Anomaly Detection and Localization in NFV Systems: an Unsupervised Learning Approach

Due to the scarcity of labeled faulty data, Unsupervised Learning (UL) methods have gained great traction for anomaly detection and localization in Network Functions Virtualization (NFV) systems. In a UL approach, training is performed on only normal data for learning normal data patterns, and deviation from the norm is considered as an anomaly. However, it has been shown that even small percentages of anomalous samples in the training data (referred to as contamination) can significantly degrade the performance of UL methods. To address this issue, we propose an anomaly-detection approach based on the Noisy-Student technique, which was originally introduced for leveraging unlabeled datasets in computer-vision classification problems. Our approach not only provides robustness against training-data contamination, but also can leverage this contamination to improve anomaly-detection accuracy.

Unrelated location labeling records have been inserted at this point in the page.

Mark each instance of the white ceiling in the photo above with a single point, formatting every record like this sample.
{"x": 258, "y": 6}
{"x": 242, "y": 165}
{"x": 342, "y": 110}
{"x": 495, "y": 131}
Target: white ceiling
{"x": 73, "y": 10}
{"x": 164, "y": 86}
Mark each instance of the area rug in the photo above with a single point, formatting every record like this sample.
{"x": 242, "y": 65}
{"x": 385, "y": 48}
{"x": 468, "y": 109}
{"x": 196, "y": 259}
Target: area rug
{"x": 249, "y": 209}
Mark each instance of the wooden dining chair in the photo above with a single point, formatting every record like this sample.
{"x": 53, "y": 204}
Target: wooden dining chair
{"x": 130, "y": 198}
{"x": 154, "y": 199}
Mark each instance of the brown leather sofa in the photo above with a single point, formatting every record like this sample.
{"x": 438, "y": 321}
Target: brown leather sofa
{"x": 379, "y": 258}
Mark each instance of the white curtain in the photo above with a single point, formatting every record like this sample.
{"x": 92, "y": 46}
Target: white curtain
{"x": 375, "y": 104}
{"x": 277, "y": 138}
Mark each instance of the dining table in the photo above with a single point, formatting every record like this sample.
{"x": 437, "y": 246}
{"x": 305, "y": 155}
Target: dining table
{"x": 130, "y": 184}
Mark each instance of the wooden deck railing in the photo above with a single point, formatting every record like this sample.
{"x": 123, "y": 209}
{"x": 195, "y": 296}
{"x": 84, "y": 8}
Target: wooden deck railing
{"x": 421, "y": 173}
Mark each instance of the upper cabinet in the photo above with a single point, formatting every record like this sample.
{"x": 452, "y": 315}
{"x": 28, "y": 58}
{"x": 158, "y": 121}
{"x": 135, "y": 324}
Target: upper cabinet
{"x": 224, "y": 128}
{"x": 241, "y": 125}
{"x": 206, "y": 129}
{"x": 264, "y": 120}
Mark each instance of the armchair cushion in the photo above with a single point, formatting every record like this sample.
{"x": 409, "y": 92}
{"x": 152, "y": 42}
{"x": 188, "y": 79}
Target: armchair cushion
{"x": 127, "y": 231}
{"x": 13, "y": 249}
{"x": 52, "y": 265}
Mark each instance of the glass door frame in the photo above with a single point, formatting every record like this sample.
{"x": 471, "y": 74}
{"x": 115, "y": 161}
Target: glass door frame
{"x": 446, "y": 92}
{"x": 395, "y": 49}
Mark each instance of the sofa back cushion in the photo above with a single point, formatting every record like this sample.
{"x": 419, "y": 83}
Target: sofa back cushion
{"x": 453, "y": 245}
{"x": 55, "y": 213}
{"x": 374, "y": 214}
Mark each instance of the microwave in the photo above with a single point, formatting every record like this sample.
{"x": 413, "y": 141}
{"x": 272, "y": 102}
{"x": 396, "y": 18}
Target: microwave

Moreover, after an anomaly is detected, localization of the anomalous virtualized network functions in an unsupervised manner is a challenging task in the absence of labeled data. For anomaly localization in NFV systems, we propose to exploit existing local AI-explainability methods to achieve a high localization performance and propose our own novel AI-explainability method, specifically designed for the anomaly-localization problem in NFV, to improve the performance further. We perform a comprehensive experimental analysis on two datasets collected on different NFV testbeds and show that our proposed solutions outperform the existing methods by up to 22% in anomaly detection and up to 19% in anomaly localization in terms of F1-score.